HBO (distinctly cited in some outlets) commercialized VERITA 200D in motion-picture formats for Euphoria Season 3 production, reinforcing the same production-level customer adoption cited for HBO Max and underlining cross-platform studio reliance on Kodak film. This was covered in Kodak’s press release and industry commentary in May 2026 (Kodak press release; The ASC, May 2026).

Precision Camera & Video

Retailers such as Precision Camera & Video stock and display Kodak Gold film on shelves, reflecting continued consumer retail demand and brand presence in specialty camera stores; this retail-level visibility was noted in a broader CNBC feature about Gen‑Z interest in film in August 2025.

What these relationships imply for investors

  • Brand and film product adoption by premium studios (HBO/HBO Max, A24) is a strong marketing lever for Kodak’s Motion Picture segment and supports higher-margin film sales and IP prestige. High-visibility wins translate into modest near-term revenue but meaningful brand equity and aftermarket consumable demand.
  • Repeated equipment purchases by printers (Artelito, Printer Trento) confirm the resilience of Kodak’s Prepress hardware funnel and the importance of consumables/services follow-on revenue. The Prepress business remains material to Kodak’s top line—over half of net sales—so strength here underpins profitability.
  • Channel and distribution changes (Kodak Alaris, CineStill, Precision Camera) indicate Kodak is consolidating control of film distribution, which could improve margins but introduces execution risk during integration.
  • The Mastercard Foundation pension transaction is a balance-sheet and cash-event story rather than a commercial revenue relationship; it affects Kodak’s reported pension funding and liquidity profile and should be watched for one-time cash impacts disclosed in 8‑K filings.

Risk and opportunity — concise takeaways

  • Opportunity: Studio and indie filmmaker adoption of VERITA 200D creates high-margin motion picture sales and marketing momentum.
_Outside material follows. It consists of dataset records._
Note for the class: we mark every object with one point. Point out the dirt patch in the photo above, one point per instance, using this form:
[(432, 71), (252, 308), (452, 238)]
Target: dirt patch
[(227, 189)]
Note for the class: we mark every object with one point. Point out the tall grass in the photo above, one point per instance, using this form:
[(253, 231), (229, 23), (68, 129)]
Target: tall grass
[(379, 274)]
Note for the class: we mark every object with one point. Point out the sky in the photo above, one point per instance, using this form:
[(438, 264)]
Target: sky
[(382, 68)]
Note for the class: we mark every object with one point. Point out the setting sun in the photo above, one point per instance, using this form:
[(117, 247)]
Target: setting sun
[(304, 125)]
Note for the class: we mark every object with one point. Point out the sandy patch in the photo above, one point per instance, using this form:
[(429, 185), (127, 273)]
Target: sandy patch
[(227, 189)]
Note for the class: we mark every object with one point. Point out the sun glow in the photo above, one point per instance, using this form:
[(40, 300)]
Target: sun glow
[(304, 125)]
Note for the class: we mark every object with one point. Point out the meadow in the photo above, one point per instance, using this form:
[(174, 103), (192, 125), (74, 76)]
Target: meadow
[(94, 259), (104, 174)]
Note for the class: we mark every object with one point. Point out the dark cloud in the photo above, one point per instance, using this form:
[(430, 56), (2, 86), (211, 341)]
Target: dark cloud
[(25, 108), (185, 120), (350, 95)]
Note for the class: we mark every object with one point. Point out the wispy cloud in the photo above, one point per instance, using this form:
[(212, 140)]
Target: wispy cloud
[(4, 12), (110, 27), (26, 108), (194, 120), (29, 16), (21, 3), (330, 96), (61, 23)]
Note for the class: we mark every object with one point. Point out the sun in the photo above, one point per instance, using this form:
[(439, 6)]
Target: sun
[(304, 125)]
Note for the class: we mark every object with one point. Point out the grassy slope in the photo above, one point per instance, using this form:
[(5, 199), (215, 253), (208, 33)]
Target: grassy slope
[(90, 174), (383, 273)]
Repeat equipment customers sustain a consumables aftermarket.
  • Risk: Heavy exposure to the Prepress segment (material to sales) concentrates commercial risk in printing demand cycles; single-distributor inventory issues in consumables are a known vulnerability. Integration of Kodak Alaris into Kodak introduces execution and channel risk.
  • Contracting posture: A mix of long-term licensing revenue (deferred, high-margin) and short-term service contracts produces a balanced but complex cash flow profile—licensing supports margins while short-term service contracts keep renewal risk elevated.

If you want a concise mapping of these customer ties into revenue buckets and balance-sheet impact, visit https://nullexposure.com/ for tailored exposure reports and dashboarding.

Conclusion: Kodak’s customer relationships are a mosaic of high-visibility film wins, repeat industrial equipment buyers, evolving distribution channels, and the occasional large balance-sheet transaction. For investors, the core diligence is whether recurring consumables and licensing growth can offset cyclicality in equipment sales and absorb execution risk from distribution integration.